Wednesday’s special is San Choy Bau, which is a stir fry of pork with fresh ginger, water chestnuts, garlic and oyster sauce. It will be served in lettuce cups topped with mung bean sprouts, shredded carrots and daikon! It’s a refreshing and really flavorful dish. The lettuce cups will be served with a chilled lo mien salad. We will also be featuring a meatless option using scrambled tofu instead of ground pork with a mushroom sauce which is very similar to the oyster sauce.

Thursday’s special is near and dear to my heart!  Braised Rabbit thigh served over white bean ragout, confit tomatoes, grilled garlic crostini and finished with a mustard jus. Rabbit is overlooked in most restaurants and it’s such a beautiful piece of meat. Rabbit is a very healthy and tasty option.  I know that “it tastes like chicken” is thrown around a little too much but in this case it really does taste a lot like chicken. Rabbit is actually considered to be in the poultry family when it comes to buying them. I’m really excited for you to come in and give it a try!

Friday’s special will feature a beautiful piece of seared duck cooked the way you like served with farro pilaf(a form of barley), wilted frisee salad tossed with dried cherries, toasted pine nuts, asparagus, sherry vinegar and house lardons. To top it off a fried egg!  It’s a very vibrant dish featuring some the great spring flavors that we are accustom to!
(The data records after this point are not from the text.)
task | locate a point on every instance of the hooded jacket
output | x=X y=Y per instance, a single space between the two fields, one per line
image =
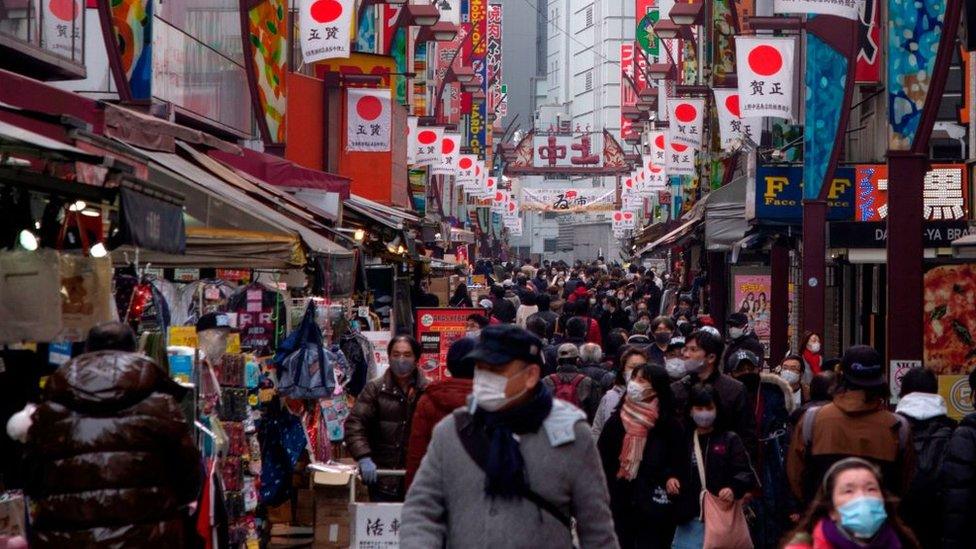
x=109 y=456
x=440 y=398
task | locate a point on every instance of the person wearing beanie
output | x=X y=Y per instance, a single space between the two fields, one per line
x=441 y=398
x=855 y=424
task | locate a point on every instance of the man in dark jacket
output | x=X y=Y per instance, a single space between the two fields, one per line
x=959 y=483
x=110 y=458
x=378 y=427
x=702 y=352
x=855 y=424
x=925 y=409
x=741 y=336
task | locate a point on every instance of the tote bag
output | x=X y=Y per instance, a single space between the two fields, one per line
x=725 y=523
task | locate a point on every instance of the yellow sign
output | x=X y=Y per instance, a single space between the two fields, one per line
x=955 y=390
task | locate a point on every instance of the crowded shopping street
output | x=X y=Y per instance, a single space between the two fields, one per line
x=382 y=274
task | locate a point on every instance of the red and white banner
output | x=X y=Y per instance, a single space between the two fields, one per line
x=450 y=151
x=732 y=126
x=425 y=143
x=324 y=27
x=764 y=66
x=368 y=113
x=848 y=9
x=686 y=118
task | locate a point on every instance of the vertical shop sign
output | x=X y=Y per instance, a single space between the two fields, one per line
x=437 y=330
x=324 y=27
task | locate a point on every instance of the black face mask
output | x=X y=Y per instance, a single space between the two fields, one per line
x=751 y=381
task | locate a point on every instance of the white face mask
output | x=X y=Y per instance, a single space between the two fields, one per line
x=790 y=376
x=675 y=368
x=488 y=389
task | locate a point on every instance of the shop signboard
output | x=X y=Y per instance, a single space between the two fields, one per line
x=779 y=194
x=945 y=195
x=437 y=329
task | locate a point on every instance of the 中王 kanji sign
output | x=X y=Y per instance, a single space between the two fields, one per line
x=765 y=71
x=368 y=120
x=324 y=27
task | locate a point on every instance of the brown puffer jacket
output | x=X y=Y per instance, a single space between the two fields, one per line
x=378 y=426
x=109 y=456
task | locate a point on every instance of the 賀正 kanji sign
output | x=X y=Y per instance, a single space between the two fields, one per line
x=368 y=127
x=765 y=70
x=324 y=27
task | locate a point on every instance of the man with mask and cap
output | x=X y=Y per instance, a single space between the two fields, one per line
x=378 y=427
x=741 y=336
x=505 y=470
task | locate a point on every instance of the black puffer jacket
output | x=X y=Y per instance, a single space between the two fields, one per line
x=110 y=457
x=959 y=484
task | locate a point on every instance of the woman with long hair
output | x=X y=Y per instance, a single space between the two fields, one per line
x=642 y=446
x=852 y=511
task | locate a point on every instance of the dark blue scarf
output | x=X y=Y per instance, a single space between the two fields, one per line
x=505 y=468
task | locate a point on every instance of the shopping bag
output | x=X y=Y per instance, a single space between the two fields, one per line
x=725 y=524
x=30 y=296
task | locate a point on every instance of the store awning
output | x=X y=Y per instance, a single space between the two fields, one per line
x=283 y=173
x=725 y=216
x=14 y=140
x=226 y=249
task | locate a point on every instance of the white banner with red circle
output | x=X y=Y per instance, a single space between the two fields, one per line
x=425 y=144
x=368 y=113
x=450 y=151
x=686 y=117
x=324 y=27
x=731 y=125
x=764 y=66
Once again Saturday’s special will be featuring seafood as we usually do. We will be serving a traditional New Orleans style gumbo with crawfish, rabbit and house made green chorizo served over white rice. It will pair great with multiple beers that we have on tap. We will be featuring a meatless version of the gumbo with black eyed peas, blacken tofu and yellow cherry tomatoes.

Lastly, our Sunday specials have always starred a traditional style American comfort food however I’ve decided it’s time to explore what other parts of the world consider comfort food!  First stop: France!  Seeing how I absolutely love French food, we will be serving Coq au Vin! Coq au Vin is red wine braised chicken thighs with mushrooms, carrots and onions. It will be served with the most decadent mashed potato you have ever tasted. Pomme Robuchon is what these potatoes are called, named after their creator Chef Joel Robuchon. They contain three times the amount of butter that you would normally put in mashed potatoes giving it a lush and velvety smooth texture. To complete the dish it will be served with Haricot Verts. As you can see I have a passion for French cooking and I know you won’t be disappointed if you come in on Sunday for some Coq au Vin. I can’t take all the credit; I did steal the recipe from Chef Julia Child, you can’t mess with greatness!  We also will be featuring a meatless option for this dish which includes some braised root vegetables including celeriac, parsnips and carrots with local organic tempeh. We will braise all of those in the red wine as well with the mushrooms and the onions!

As you can see this round of weeklies have a nice balance of light to heavy dishes showcasing different cuisines and styles from around the world. Food is a passion for me and I’m happy to share it with you!  I hope you have a chance to stop in the Brewery to try what the team of Chefs and I have come up with. See you at 56 Market!